Why I Started Being Real About My Disability with Others


Guest Zine by Haley Zilberberg

I struggle to understand the difference between having a voice and complaining, so sometimes I just keep quiet. My disabilities are not visible in the same way that my friends cannot see that I throw my textbooks and laundry in my closet when they visit. My struggles do not go away just because nobody sees them.

I have always attached shame to my disability. I have fibromyalgia, migraines, vertigo, chronic fatigue, Hashimoto’s, and a bulging disc in my cervical spine. At fourteen, I survived meningococcal septicemia and subsequently went through years of physical therapy and saw dozens of doctors to try to figure out how to feel normal again. Normal does not exist. My body is like a pendulum, swinging from one spectrum of symptoms to the other in continuous motion. 

The days I feel only minimal pain and symptoms, I am proud. The days I cancel all my plans and sit in the dark doing nothing while I wait for my body to feel like mine again, I hate myself. I hate myself for everything I want to do but cannot do, for the people I have let down due to flare ups I cannot predict or prevent, for all the work I must catch up on. I hate the lack of control. Even I seem to be judging myself for my own invisible illness.
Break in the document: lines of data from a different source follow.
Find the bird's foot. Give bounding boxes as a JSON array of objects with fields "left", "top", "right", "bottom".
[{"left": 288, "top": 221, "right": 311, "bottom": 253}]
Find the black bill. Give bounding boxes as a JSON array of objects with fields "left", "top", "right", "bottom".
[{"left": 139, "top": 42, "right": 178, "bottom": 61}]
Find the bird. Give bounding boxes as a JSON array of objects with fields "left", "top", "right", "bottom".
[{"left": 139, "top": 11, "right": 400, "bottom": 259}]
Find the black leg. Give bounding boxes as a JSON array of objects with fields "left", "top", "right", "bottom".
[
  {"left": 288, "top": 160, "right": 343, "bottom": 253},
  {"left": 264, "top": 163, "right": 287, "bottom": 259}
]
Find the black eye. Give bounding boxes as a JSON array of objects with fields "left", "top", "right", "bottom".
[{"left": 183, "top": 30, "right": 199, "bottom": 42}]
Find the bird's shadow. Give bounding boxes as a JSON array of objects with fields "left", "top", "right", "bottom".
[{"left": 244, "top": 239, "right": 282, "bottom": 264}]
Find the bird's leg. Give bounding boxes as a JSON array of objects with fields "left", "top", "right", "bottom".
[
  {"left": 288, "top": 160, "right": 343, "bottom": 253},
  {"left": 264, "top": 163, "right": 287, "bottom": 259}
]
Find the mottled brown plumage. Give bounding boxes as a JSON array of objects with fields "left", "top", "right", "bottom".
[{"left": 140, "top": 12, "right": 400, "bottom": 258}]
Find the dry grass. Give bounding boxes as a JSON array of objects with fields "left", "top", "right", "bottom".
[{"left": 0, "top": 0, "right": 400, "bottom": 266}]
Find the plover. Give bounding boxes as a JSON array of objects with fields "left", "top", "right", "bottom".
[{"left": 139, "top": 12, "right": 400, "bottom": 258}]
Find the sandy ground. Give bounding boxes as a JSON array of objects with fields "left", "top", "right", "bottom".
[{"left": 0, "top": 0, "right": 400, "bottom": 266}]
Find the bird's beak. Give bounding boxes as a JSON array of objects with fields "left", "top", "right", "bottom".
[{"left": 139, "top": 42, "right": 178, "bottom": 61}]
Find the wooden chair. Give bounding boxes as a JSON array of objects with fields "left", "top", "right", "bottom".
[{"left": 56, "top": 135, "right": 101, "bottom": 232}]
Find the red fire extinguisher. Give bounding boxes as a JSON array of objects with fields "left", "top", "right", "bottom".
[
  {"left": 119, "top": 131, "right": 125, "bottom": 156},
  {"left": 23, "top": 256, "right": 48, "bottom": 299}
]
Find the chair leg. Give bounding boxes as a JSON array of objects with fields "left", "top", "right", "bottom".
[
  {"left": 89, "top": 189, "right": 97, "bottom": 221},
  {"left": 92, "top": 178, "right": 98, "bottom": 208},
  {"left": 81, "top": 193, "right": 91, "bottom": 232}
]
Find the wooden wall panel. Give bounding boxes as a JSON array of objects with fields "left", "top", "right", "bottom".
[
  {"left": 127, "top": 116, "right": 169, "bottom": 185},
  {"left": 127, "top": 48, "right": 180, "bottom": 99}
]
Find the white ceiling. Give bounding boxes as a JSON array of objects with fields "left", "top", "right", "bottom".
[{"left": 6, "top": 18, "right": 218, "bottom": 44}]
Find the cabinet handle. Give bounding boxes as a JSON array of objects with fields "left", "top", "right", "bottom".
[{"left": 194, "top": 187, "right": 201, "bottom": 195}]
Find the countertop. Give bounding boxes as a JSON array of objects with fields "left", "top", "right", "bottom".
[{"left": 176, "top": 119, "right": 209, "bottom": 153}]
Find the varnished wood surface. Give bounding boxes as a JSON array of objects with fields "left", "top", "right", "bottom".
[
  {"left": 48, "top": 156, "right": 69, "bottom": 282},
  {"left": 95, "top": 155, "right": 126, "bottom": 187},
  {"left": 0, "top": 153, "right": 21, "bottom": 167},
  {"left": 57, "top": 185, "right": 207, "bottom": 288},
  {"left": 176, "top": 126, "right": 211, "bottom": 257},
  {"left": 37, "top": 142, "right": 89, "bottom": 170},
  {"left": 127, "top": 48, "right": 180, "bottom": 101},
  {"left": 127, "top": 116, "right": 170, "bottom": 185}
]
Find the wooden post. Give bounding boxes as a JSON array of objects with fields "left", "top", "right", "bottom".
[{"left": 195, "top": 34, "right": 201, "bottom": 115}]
On the bad days, I feel so sick I do not want to explain to anyone what it feels like to have chronic health issues because I feel too ill. On the good days, I do not want to explain my invisible illness to anyone because for a moment I can pretend it does not exist. In our society, there is stigma surrounding being anything but able-bodied. Regardless what laws and policies are in place to ban discrimination or promote accommodations, people with disabilities are not looked at in the same way. 
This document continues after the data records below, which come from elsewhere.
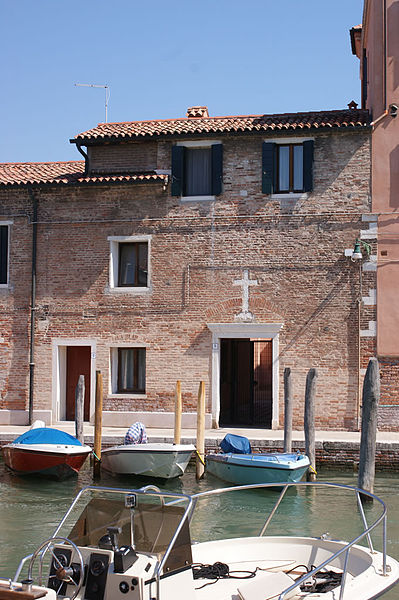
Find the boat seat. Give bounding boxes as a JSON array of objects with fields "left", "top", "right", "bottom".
[{"left": 237, "top": 571, "right": 300, "bottom": 600}]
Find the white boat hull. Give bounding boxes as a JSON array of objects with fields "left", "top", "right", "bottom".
[{"left": 101, "top": 442, "right": 195, "bottom": 479}]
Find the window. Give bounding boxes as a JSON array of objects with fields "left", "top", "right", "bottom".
[
  {"left": 0, "top": 224, "right": 9, "bottom": 285},
  {"left": 118, "top": 242, "right": 148, "bottom": 287},
  {"left": 262, "top": 140, "right": 313, "bottom": 194},
  {"left": 172, "top": 142, "right": 223, "bottom": 198},
  {"left": 116, "top": 348, "right": 145, "bottom": 394},
  {"left": 108, "top": 236, "right": 150, "bottom": 293}
]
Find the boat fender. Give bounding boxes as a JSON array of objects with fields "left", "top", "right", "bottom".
[{"left": 114, "top": 546, "right": 138, "bottom": 573}]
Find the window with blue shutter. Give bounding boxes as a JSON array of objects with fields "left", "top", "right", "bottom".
[
  {"left": 0, "top": 225, "right": 8, "bottom": 284},
  {"left": 171, "top": 144, "right": 223, "bottom": 198},
  {"left": 262, "top": 140, "right": 313, "bottom": 194}
]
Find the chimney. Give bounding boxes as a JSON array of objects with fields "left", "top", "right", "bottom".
[{"left": 186, "top": 106, "right": 209, "bottom": 119}]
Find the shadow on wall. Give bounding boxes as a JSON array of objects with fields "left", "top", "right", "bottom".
[
  {"left": 389, "top": 144, "right": 399, "bottom": 208},
  {"left": 387, "top": 0, "right": 399, "bottom": 90}
]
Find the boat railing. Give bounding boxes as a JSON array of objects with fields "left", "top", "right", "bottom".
[{"left": 193, "top": 481, "right": 387, "bottom": 600}]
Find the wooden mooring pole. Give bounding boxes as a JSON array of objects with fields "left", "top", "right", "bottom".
[
  {"left": 75, "top": 375, "right": 85, "bottom": 445},
  {"left": 358, "top": 358, "right": 380, "bottom": 501},
  {"left": 196, "top": 381, "right": 205, "bottom": 480},
  {"left": 304, "top": 369, "right": 317, "bottom": 481},
  {"left": 284, "top": 367, "right": 292, "bottom": 452},
  {"left": 173, "top": 380, "right": 182, "bottom": 444},
  {"left": 93, "top": 371, "right": 103, "bottom": 479}
]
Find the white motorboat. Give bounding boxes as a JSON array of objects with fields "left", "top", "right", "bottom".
[
  {"left": 0, "top": 482, "right": 399, "bottom": 600},
  {"left": 101, "top": 442, "right": 195, "bottom": 479}
]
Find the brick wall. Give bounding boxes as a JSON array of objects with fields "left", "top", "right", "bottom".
[
  {"left": 87, "top": 142, "right": 157, "bottom": 173},
  {"left": 0, "top": 132, "right": 384, "bottom": 429}
]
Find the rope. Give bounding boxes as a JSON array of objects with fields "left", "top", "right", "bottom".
[{"left": 192, "top": 562, "right": 256, "bottom": 590}]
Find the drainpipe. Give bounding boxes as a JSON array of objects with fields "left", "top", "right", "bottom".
[
  {"left": 28, "top": 186, "right": 37, "bottom": 425},
  {"left": 75, "top": 140, "right": 89, "bottom": 175},
  {"left": 370, "top": 0, "right": 389, "bottom": 129}
]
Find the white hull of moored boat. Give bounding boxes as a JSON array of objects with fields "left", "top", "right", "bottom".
[
  {"left": 101, "top": 442, "right": 195, "bottom": 479},
  {"left": 0, "top": 483, "right": 399, "bottom": 600}
]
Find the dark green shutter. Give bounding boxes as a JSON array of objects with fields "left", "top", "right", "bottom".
[
  {"left": 0, "top": 225, "right": 8, "bottom": 283},
  {"left": 211, "top": 144, "right": 223, "bottom": 196},
  {"left": 262, "top": 142, "right": 276, "bottom": 194},
  {"left": 172, "top": 146, "right": 184, "bottom": 196},
  {"left": 303, "top": 140, "right": 314, "bottom": 192}
]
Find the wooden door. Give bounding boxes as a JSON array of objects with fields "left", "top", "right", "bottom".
[
  {"left": 219, "top": 339, "right": 272, "bottom": 428},
  {"left": 65, "top": 346, "right": 91, "bottom": 421}
]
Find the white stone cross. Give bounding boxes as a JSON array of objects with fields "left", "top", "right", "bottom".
[{"left": 233, "top": 269, "right": 258, "bottom": 320}]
Making a video for the “This is Me” campaign made me stop and think. Why do I feel ashamed when I claim my invisible disability as my own? Why do I hesitate to talk about my experiences? Our society celebrates strength. I learned that strength does not mean I must push my body and mind to their limits. Through introspection and struggling to find words to say how I truly feel (and still the words never seem to do justice) about my experiences as a person with invisible disabilities, I found the strength to say this is me and I do not have to hide who I am.
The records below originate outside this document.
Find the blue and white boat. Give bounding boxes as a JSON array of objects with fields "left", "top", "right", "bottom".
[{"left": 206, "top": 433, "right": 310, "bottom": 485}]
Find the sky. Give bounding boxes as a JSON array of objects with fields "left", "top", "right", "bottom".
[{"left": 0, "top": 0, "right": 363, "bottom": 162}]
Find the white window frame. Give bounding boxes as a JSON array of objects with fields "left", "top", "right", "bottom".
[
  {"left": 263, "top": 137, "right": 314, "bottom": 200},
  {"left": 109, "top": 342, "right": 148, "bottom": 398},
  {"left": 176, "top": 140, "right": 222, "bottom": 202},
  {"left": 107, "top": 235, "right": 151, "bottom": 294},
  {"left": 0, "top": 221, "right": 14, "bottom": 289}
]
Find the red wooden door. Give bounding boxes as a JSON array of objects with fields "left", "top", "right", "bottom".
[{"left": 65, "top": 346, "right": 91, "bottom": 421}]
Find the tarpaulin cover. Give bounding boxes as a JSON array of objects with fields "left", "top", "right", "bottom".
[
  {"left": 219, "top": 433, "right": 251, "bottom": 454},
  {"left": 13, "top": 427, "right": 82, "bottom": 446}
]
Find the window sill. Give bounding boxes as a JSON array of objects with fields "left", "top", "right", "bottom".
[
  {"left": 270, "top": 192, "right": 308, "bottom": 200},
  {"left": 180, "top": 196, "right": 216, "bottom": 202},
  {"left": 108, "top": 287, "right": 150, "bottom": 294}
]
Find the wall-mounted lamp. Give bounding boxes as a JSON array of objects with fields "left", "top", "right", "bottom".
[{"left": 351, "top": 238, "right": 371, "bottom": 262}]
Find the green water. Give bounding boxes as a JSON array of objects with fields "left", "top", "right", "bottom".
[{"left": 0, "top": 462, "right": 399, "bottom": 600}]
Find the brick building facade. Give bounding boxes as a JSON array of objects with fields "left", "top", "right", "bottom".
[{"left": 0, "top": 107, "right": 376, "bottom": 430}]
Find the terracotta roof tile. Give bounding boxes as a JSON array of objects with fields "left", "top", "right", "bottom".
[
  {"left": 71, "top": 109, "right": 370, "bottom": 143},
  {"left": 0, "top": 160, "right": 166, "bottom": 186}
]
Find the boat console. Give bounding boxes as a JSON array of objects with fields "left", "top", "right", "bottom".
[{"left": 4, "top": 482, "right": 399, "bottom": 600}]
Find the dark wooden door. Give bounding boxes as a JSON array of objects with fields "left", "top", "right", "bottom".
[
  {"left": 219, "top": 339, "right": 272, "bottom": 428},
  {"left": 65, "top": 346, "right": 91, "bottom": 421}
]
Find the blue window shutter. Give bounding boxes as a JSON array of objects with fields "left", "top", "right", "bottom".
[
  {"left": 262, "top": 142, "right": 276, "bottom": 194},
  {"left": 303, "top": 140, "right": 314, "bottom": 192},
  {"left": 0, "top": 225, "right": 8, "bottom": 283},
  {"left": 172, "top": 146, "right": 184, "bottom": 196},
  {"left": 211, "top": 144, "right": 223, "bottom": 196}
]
Invisible Disability Project gave me the platform to voice my experiences as a person with invisible disabilities in a positive way that makes me feel powerful instead of weak. It made me realize that there is nothing wrong with being open about my health issues with family, friends, or even in professional settings. I may not always get the response I want, but I know that I do not have to feel shame for who I am. Every day I still struggle to find my place in a society that was not built for people with limitations, but for now I have found my voice and that is enough to start making a difference.